Modified on Wed, 30 Jul at 3:20 PM

External Entity Linking (External EL) is one method Schema App uses for their Entity Linking service. This document describes the External EL feature offered by Schema App, what it is, what it does, and how Schema App implements it. It provides content considerations, and notes current limitations and future enhancements for this feature.

TABLE OF CONTENTS

What is External EL?
What does External EL do?
How does External EL work?
How is External EL implemented?
What types can External EL identify?
How do I know External EL is working?
General Content Considerations
External EL Limitations
- Limitations of API Results
- Tag Run Limitations

What is External EL?

External Entity Linking is the automated process of identifying named entities in text and then linking them to external identifiers from authoritative knowledge bases (like Wikipedia and the Google Knowledge Graph). Schema App's External EL feature automatically embeds identified entities within your Schema Markup.

What does External EL do?

Once embedded in your markup, these entities provide additional semantic value to your metadata. They help Google (and other web crawlers) better understand your content by pulling in known entities. This reduces ambiguity in the interpretation of your content and supports more accurate matching to user queries.

How does External EL work?

External EL tags can be applied to Schema App’s Highlighter templates. Once applied, External EL runs text through an API to identify linked entities. If a URI for an entity is found, it will return that entity's:

Type (e.g. Organization)
name (e.g. Apple)

And a URI from at least one of the following resources:

Wikipedia URI (e.g. https://en.wikipedia.org/wiki/Apple_Inc.)
Wikidata URI (e.g. https://www.wikidata.org/entity/Q312)
Google Knowledge Graph URI (e.g. kg:/m/0k8z)
Crunchbase URI (e.g. https://www.crunchbase.com/organization/communitech)
LinkedIn (e.g. https://www.linkedin.com/in/danielwaisberg/)

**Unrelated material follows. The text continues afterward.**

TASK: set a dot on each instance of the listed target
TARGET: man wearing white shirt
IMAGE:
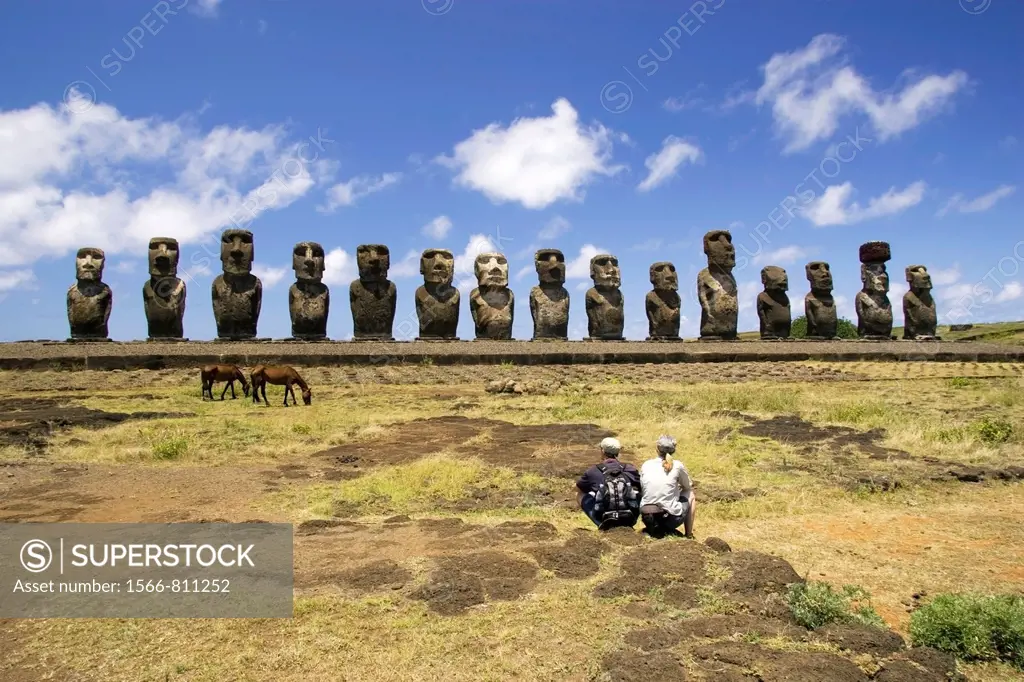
(668, 500)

URIs from external sources are added to the entity using the sameAs property. As a result, the markup will look something like this:

The results are cached for 12 weeks.

How is External EL implemented?

First, you’ll consult with your Customer Success Manager (CSM) to find a page set with content that contains entities: people, places, things, or concepts. Then, you and your CSM will decide which schema.org property to use for mapping the returned entities.

If you expect to receive entities of many different types, you'll want to use a property that expects schema.org/Thing so that entities of any type can be added to your content.

Example: if applying to the article body of a BlogPosting, use the mentions property to capture entities of any type.

You can also restrict the results to only one type in order to use more precise properties.

Example: if you want to say a Service has an areaServed, the External EL results will need to be restricted to the Place type.

Example: if you want to say a Product if from a brand, the External EL results will need to be restricted to the Organization type.

What types can External EL identify?

External EL identifies entities with the following schema.org types:

Note: The API is able to identify entities typed as Product and Event. However, since these types can be eligible for Rich Results, they trigger errors in Google Search Console. As a result, we have chosen to type Product and Event entities as Thing to prevent errors from appearing in Google Search Console enhancement reports.

How do I know External EL is working?

Once pages have been run through the API, it will start to populate results in the Entity Hub's Entity Reports.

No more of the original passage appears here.